Les députés vont-ils réussir à faire la peau à la riposte graduée avant-même l'arrivée du projet de loi Lescure devant le Parlement ? Le mois dernier, Numerama avait révélé que le très influent député socialiste Patrick Bloche organisait en coulisses une fronde parlementaire pour faire échec au transfert de la riposte graduée de l'Hadopi vers le CSA, tel que le proposait le rapport Lescure. Agacés par un certain nombre de reniements aux valeurs et au programme, certains Socialistes seraient en effet décidés à profiter de l'examen d'un texte à la fois impopulaire et d'importance mineur pour marquer leur autonomie face à un Gouvernement affaibli. Le risque d'une crise politique provoquée par le projet de loi post-Hadopi n'est pas nul, ce qui pousse nécessaire la ministre de Culture Aurélie Filippetti à la prudence.

Or, BFMTV affirme que la ministre a d'ores-et-déjà marqué ses distances avec Pierre Lescure, en se disant opposée à ce que les futures amendes de la riposte graduée gérée par le CSA soient infligées directement par l'autorité administrative. La rue de Valois se serait prononcée pour que ces amendes de 60 euros soient infligées non pas par l'administration, mais bien par la Justice.

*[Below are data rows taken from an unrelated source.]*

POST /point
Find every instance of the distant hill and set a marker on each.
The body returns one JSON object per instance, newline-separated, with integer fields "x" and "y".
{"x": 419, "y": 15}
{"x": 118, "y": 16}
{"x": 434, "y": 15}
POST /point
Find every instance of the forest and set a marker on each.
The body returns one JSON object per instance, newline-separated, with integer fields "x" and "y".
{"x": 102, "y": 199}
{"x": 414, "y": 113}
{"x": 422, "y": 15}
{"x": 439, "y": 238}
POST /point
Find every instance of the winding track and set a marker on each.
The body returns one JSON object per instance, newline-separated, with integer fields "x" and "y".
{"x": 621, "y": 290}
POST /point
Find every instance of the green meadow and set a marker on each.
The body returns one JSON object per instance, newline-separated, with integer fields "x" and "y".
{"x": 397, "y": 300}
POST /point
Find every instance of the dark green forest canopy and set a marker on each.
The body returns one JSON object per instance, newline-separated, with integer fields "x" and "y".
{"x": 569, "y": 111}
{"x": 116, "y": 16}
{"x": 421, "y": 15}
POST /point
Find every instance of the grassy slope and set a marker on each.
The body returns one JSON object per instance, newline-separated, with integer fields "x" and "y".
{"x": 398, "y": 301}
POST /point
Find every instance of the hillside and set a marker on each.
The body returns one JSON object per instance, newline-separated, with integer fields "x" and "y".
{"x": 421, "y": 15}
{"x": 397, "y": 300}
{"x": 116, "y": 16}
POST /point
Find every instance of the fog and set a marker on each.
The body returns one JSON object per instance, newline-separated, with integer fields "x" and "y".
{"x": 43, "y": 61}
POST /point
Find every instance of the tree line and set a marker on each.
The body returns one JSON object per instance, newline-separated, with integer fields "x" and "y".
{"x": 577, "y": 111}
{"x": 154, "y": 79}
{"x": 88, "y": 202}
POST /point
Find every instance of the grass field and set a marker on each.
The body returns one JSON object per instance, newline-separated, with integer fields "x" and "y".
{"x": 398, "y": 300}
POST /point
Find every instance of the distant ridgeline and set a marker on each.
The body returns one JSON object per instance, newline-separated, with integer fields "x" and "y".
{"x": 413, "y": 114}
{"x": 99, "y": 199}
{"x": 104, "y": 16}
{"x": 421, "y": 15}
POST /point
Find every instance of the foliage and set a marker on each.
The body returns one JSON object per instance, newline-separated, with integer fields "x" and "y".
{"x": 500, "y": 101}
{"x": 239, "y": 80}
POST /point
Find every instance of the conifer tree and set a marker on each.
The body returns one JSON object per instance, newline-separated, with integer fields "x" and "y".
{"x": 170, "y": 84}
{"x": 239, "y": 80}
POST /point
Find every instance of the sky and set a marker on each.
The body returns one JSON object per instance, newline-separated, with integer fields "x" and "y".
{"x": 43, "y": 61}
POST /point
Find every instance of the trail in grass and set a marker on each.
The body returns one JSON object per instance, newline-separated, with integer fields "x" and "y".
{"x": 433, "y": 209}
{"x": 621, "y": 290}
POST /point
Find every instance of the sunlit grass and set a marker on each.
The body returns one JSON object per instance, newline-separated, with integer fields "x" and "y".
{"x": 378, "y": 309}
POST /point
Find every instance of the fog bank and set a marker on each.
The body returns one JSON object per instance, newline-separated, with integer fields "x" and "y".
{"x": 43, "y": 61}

Une telle solution devrait avoir pour effet de limiter le "gain d'efficacité" induit par une procédure purement administrative, en maintenant le niveau de "rigueur" que semblait regretter l'actuelle présidente de la Hadopi. Marie-Françoise Marais expliquait en effet récemment que le système pénal "nécessite de monter des dossiers lourds et extrêmement rigoureux", alors qu'une "amende administrative rendrait le dispositif plus fluide, moins coûteux, plus rapide et plus opérationnel".

"La piste des amendes administratives, qui a a été invalidée par le Conseil constitutionnel lors de la loi Hadopi, doit encore être approfondie", a indiqué le ministère de la Culture à BFMTV. "Il ne s'agit que d'une piste, et non d'une solution clé en main. Après un temps d'expertise nécessaire, sera retenu le mécanisme juridique le plus approprié à la protection des droits des auteurs sur le plan des principes, et à celle des droits des citoyens sur le plan de la procédure".

Nous sommes encore loin du renoncement total à la riposte graduée (pourtant souhaitable au regard de son bilan nulissime et du caractère affligeant de l'offre légale de VOD), mais il est clair que les négociations implicites commencent entre le gouvernement et la majorité parlementaire, pour aboutir à un compromis.

A nouveau ce matin, à l'occasion de l'audition de Pierre Lescure par la commission des affaires culturelles de l'Assemblée Nationale, le député Patrick Bloche – qui préside cette commission – a rappelé son souhait que soit étudiée sérieusement la question d'une légalisation des échanges non marchands.